In this example we are passing a few kwargs. In short they are:

  • anon=True: This is a s3fs kwarg that specifies you are not passing any connection credentials and are connecting to a public bucket.

  • default_fill_cache=False: s3fs kwarg that avoids caching in between chunks of files. This may lower memory usage when reading large files.

  • default_cache_type="none": fsspec kwarg that specifies the caching strategy used by fsspec. In this case, we turn off caching entirely to lower memory usage when only using the information from the file once…

storage_options = dict(anon=True, default_fill_cache=False, default_cache_type="none")

Virtualize a single NetCDF file

Below we will virtualize a NetCDF file stored on the AWS cloud. This dataset is a single time slice of a climate downscaled product for Alaska.

The steps in the cell below are as follows:

  1. Create a virtual dataset using open_virtual_dataset

  2. Write the virtual store as a Kerchunk reference JSON using the to_kerchunk method.

# Input URL to dataset. Note this is a netcdf file stored on s3 (cloud dataset).
url = "s3://wrf-se-ak-ar5/ccsm/rcp85/daily/2060/WRFDS_2060-01-01.nc"


# Create a virtual dataset using VirtualiZarr.
# We specify `indexes={}` to avoid creating in-memory pandas indexes for each 1D coordinate, since concatenating with pandas indexes is not yet supported in VirtualiZarr
virtual_ds = open_virtual_dataset(
    url, indexes={}, reader_options={"storage_options": storage_options}
)
# Write the virtual dataset to disk as a Kerchunk JSON. We could alternative write to a Kerchunk JSON or Icechunk Store.
virtual_ds.virtualize.to_kerchunk("single_file_kerchunk.json", format="json")

Opening virtual datasets

In the section below we will use the previously created Kerchunk reference JSON to open the NetCDF file as if it were a Zarr dataset.

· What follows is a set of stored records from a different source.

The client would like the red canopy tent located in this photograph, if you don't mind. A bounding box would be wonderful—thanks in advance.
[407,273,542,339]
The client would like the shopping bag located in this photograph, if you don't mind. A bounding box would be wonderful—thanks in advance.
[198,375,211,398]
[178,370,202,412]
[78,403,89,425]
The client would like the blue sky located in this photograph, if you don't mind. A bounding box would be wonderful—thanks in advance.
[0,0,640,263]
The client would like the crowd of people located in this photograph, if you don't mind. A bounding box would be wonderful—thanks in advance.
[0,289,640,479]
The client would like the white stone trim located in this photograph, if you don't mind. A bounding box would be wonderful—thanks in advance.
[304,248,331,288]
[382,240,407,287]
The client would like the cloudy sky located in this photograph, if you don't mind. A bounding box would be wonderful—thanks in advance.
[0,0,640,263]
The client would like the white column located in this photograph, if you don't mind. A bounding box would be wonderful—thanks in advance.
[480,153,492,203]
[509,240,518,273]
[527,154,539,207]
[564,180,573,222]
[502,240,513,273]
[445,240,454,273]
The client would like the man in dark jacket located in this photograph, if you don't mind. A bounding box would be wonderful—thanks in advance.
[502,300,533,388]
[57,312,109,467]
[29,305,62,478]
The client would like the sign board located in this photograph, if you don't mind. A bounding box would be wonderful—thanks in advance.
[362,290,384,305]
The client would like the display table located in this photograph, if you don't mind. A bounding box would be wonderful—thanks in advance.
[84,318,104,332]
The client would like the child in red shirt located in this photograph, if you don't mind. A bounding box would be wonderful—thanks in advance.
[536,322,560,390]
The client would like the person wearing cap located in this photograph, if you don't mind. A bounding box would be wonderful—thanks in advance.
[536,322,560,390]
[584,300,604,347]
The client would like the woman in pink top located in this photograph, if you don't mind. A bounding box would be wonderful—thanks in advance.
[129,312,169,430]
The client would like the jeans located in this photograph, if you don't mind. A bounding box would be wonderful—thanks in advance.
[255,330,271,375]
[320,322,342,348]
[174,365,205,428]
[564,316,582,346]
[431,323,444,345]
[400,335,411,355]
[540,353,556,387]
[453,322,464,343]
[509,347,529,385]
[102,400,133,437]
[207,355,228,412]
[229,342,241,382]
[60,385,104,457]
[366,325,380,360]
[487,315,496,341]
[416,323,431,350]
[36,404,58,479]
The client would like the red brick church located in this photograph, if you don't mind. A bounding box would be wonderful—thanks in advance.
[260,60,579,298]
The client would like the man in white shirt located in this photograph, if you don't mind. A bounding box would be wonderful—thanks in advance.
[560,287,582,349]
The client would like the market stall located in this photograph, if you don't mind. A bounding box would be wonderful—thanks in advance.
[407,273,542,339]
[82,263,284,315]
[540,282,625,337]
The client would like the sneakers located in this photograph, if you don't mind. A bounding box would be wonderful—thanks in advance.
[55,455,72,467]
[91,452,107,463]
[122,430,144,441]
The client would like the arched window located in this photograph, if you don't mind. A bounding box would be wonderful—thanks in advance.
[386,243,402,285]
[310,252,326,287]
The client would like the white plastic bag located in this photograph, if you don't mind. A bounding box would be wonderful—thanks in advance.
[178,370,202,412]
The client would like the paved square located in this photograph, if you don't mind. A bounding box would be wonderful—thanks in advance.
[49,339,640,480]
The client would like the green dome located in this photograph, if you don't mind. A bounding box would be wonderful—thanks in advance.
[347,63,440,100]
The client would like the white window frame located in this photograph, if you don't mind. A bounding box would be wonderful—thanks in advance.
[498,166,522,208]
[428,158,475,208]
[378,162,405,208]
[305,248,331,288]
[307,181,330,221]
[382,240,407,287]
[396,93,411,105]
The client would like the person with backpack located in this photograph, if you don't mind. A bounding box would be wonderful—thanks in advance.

# We once again need to provide information for fsspec to access the remote file
storage_options = dict(
    remote_protocol="s3", remote_options=dict(anon=True), skip_instance_cache=True
)
# We will use the "kerchunk" engine in `xr.open_dataset` and pass the `storage_options` to the `kerchunk` engine through `backend_kwargs`
ds = xr.open_dataset(
    "single_file_kerchunk.json",
    engine="kerchunk",
    backend_kwargs={"storage_options": storage_options},
)
ds
<xarray.Dataset> Size: 31MB
Dimensions:        (Time: 1, south_north: 250, west_east: 320,
                    interp_levels: 9, soil_layers_stag: 4)
Coordinates:
  * Time           (Time) datetime64[ns] 8B NaT
    XLAT           (south_north, west_east) float32 320kB ...
    XLONG          (south_north, west_east) float32 320kB ...
  * interp_levels  (interp_levels) float32 36B 100.0 200.0 300.0 ... 925.0 1e+03
Dimensions without coordinates: south_north, west_east, soil_layers_stag
Data variables: (12/37)
    ACSNOW         (Time, south_north, west_east) float32 320kB ...
    ALBEDO         (Time, south_north, west_east) float32 320kB ...
    CLDFRA         (Time, interp_levels, south_north, west_east) float32 3MB ...
    GHT            (Time, interp_levels, south_north, west_east) float32 3MB ...
    HFX            (Time, south_north, west_east) float32 320kB ...
    LH             (Time, south_north, west_east) float32 320kB ...
    ...             ...
    U              (Time, interp_levels, south_north, west_east) float32 3MB ...
    U10            (Time, south_north, west_east) float32 320kB ...
    V              (Time, interp_levels, south_north, west_east) float32 3MB ...
    V10            (Time, south_north, west_east) float32 320kB ...
    lat            (south_north, west_east) float32 320kB ...
    lon            (south_north, west_east) float32 320kB ...
Attributes:
    contact:  rtladerjr@alaska.edu
    data:     Downscaled CCSM4
    date:     Mon Oct 21 11:37:23 AKDT 2019
    format:   version 2
    info:     Alaska CASC

Plot dataset

ds.TMAX.plot()
<matplotlib.collections.QuadMesh at 0x7f6ffb532e60>
../../_images/add2a98fb738e3a1d3d778c88308e5d8a8e6289cbe287435bbc79a7b749c6dbf.png

Note that the original .nc file size here is 16.8MB, and the created JSON is 26.5kB. These files also tend to compress very well. As you can see, it the JSON can be written anywhere, and gives us access to the underlying data, reading only the chunks we need from remote without downloading the whole file.